L. R. Templeton1, M. Valencia2, S. Kluger2, E. N. Hansen2, Z. M. Most3, S. R. Pandya2 1University Of Texas Southwestern Medical Center, School Of Medicine, Dallas, TX, USA 2University Of Texas Southwestern Medical Center, Division Of Pediatric Surgery, Department Of Surgery, Dallas, TX, USA 3University Of Texas Southwestern Medical Center, Division Of Infectious Disease, Department Of Pediatrics, Dallas, TX, USA
Introduction: Surgical site infection prevention “bundles” have been shown to reduce rates of surgical site infection (SSI) in adult colorectal surgery (CRS) patients. Though prophylactic antibiotics are routinely included in these surgical bundles, there is inconsistent evidence regarding antibiotic selection and timing. Our purpose was to investigate the impact of implementation of a surgical bundle standardizing prophylactic antibiotic selection and timing on incidence of SSI in pediatric CRS patients.

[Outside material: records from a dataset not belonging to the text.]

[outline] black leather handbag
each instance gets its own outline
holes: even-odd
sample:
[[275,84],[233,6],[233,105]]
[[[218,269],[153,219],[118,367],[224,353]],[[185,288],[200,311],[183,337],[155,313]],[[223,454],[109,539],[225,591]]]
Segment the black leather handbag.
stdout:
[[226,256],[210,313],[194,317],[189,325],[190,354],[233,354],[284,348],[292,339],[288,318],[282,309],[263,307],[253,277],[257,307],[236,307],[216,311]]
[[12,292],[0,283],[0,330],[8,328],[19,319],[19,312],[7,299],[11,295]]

Methods: We performed a retrospective analysis of a prospectively collected cohort study spanning Jan 2019-Dec 2022. We compared the incidence of SSI in all CRS patients at a single institution before and after implementation of a surgical “bundle” that included pre, intra and post operative interventions. A systematic, multi-disciplinary set of guidelines were implemented January 1st, 2021. These guidelines focused on appropriate selection and timely administration of prophylactic antibiotics. Antibiotic selection and timing were each categorized either compliant or non-compliant. Compliance with both selection and timing was defined as “full compliance”. SSIs were stratified into superficial, deep incisional, and organ space infections as defined by National Healthcare Safety Network criteria. The primary outcome was incidence of SSI within 30 days of operation. The incidence of SSI from Jan 2019-Dec 2020 (“Pre”) was compared to that from Jan 2021-Dec 2022 (“Post”). Logistic regression analysis was performed.
Results: A total of 406 CRS cases were analyzed over a four-year period; 179 cases in the “Pre” group, and 227 cases in the “Post” group. Full compliance was noted in 56% of cases in the pre-bundle cohort and 88% of cases in the post-bundle cohort. There was a 55% reduction in overall SSI rate after implementation of the bundle (p= 0.039). The main driver of this reduction was the decrease in superficial SSI (p= 0.0154). Reductions in the incidence of deep and organ space SSI did not reach statistical significance. No significant relationship between SSI rates and antibiotic selection or timing was identified. A logistic regression model failed to identify antibiotic selection or timing as an independent predictor of SSI.
Conclusion: Implementation of a perioperative surgical bundle reduced superficial SSI in pediatric CRS patients at our institution. However, specific adherence to antibiotic selection and timing of administration alone were not found to be predictive for reduction in SSI rates. This may support the use of surgical bundles in SSI reduction and help secure institutional commitment to quality improvement. Further large-scale multicenter investigation may be necessary to elucidate the full impact of specific bundle components on SSI rates in pediatric CRS patients.